Voici un ouvrage précieux qui redonne chair à des vies brisées, voix à ceux que la mémoire pourrait un jour oublier. Il fait œuvre de mémoire. Comme le dit l’un des personnages, « il faudra bien que quelqu’un raconte ». C’est chose faite – et remarquablement bien faite !

La bande dessinée La Muette – Drancy, un camp aux portes de Paris, écrite par Valérie Villieu, illustrée par Simon Géliot et parue aux excellentes éditions La Boîte à Bulles, frappe par la puissance de son esthétique et la profondeur de son propos. Objet superbe, grand format, cette BD se distingue par une sobriété touchante qui laisse toute sa place à l’émotion. Le dessin comme le texte respirent l’humanité, même dans l’évocation de l’indicible.

Le récit s’appuie solidement sur des travaux historiques et de nombreux témoignages, éclairés par les précieuses notes en fin d’ouvrage, et précédés par une remarquable préface de l’historienne Annette Wieviorka. Grâce à cette œuvre, on prend toute la mesure de ce que fut Drancy : une plaque tournante majeure de la politique génocidaire menée en France. À travers les trajectoires de Béno, Nissim, Jean, Chil, Chana et tant d’autres, c’est l’histoire collective d’un camp au cœur de la machine d’extermination nazie, et la mémoire de milliers de vies fauchées, qui se trouvent ici racontées. Cette BD constitue bien évidemment une ressource pédagogique d’une rare richesse pour les enseignants d’histoire du collège comme du lycée.

La centralité de Drancy, antichambre de la mort

Tout commence le 20 août 1941, lorsque 4 230 hommes, arrêtés lors d’une vaste opération policière dans le 11e arrondissement de Paris, sont enfermés dans les bâtiments de la cité de la Muette. Ce sont les premiers internés du camp. À l’origine, seuls des hommes y sont détenus, mais à partir de l’été 1942, femmes et enfants y sont également internés, notamment après la rafle du Vel’d’Hiv. La BD montre de façon poignante ces convois d’autobus déversant des enfants, souvent très jeunes, arrachés à leurs familles. Le 14 août 1942, le convoi n°19 part avec des enfants vers Auschwitz. Le lecteur découvre aussi le convoi n°71 du 13 avril 1944, où sont déportés, entre autres, Simone Veil, Ginette Kolinka, Marceline Loridan et les enfants d’Izieu. Le dernier convoi, le n°77, quitte Drancy le 31 juillet 1944. À travers le rythme des rafles et des départs, Drancy apparaît dans toute sa cruauté : une simple étape vers la mort.

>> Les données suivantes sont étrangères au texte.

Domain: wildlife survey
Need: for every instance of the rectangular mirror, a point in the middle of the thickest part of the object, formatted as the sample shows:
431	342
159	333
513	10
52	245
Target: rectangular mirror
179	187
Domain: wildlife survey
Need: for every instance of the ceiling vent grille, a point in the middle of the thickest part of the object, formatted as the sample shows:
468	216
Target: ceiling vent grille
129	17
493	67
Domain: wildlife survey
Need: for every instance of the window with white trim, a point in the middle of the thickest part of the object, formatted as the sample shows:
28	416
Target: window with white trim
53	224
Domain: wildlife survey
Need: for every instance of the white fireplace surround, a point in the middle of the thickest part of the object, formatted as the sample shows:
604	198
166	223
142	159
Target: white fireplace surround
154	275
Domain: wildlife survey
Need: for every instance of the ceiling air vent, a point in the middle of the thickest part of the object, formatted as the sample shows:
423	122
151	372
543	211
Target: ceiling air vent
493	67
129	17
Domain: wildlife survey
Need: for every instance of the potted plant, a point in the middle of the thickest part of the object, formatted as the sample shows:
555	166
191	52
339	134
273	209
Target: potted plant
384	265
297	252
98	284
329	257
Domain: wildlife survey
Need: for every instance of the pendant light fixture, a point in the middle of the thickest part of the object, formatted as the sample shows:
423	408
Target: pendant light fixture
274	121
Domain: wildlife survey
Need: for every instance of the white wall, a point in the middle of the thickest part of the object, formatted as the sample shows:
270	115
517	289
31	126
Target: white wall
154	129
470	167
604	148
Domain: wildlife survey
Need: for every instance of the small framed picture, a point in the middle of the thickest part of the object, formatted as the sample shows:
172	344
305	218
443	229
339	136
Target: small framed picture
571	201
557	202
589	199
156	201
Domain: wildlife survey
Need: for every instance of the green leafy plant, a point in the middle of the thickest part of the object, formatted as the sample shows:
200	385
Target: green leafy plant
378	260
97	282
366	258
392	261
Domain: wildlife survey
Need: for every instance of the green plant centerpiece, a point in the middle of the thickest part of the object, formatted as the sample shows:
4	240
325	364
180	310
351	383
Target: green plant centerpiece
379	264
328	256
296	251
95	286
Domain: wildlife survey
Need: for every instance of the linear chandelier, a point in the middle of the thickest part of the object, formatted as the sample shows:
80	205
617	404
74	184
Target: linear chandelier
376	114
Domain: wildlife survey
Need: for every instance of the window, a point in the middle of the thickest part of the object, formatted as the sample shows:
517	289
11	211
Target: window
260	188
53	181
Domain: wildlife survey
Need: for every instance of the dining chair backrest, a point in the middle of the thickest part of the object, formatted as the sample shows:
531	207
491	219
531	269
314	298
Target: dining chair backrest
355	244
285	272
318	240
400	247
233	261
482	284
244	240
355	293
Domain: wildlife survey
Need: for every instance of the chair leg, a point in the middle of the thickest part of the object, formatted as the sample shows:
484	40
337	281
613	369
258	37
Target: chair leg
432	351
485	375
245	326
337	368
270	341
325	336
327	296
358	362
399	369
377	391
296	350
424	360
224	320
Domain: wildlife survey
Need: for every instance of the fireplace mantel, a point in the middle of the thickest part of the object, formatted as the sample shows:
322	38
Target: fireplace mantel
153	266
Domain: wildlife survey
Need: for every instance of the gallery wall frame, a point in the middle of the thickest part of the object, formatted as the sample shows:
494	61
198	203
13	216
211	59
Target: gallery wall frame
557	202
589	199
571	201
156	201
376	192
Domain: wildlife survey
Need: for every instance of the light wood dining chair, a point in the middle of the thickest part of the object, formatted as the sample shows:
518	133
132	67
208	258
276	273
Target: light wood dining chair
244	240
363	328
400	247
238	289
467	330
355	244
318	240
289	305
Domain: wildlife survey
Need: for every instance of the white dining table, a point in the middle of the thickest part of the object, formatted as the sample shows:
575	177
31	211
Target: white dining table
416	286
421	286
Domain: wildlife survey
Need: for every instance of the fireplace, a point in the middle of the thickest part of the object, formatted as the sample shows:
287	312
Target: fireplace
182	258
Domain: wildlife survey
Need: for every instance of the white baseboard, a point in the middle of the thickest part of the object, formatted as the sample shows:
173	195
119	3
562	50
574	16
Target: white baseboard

Une cité-ghetto : la géographie du camp

Le camp de Drancy s’installe dans un lieu initialement destiné à tout autre chose : une cité-jardin conçue par l’Office des HBM. Mais ce projet de logements modernes reste inachevé, et ses grands immeubles en U deviennent le cadre d’une toute autre réalité. La BD nous fait pénétrer dans l’organisation spatiale du camp : les dortoirs, la cour centrale, le tristement célèbre « château rouge » utilisé comme latrines, les baraques de fouille, les ateliers, les bureaux, l’infirmerie, ou encore le bureau des effectifs. Ce décor, figé dans une modernité sinistre, devient le théâtre d’une tragédie collective.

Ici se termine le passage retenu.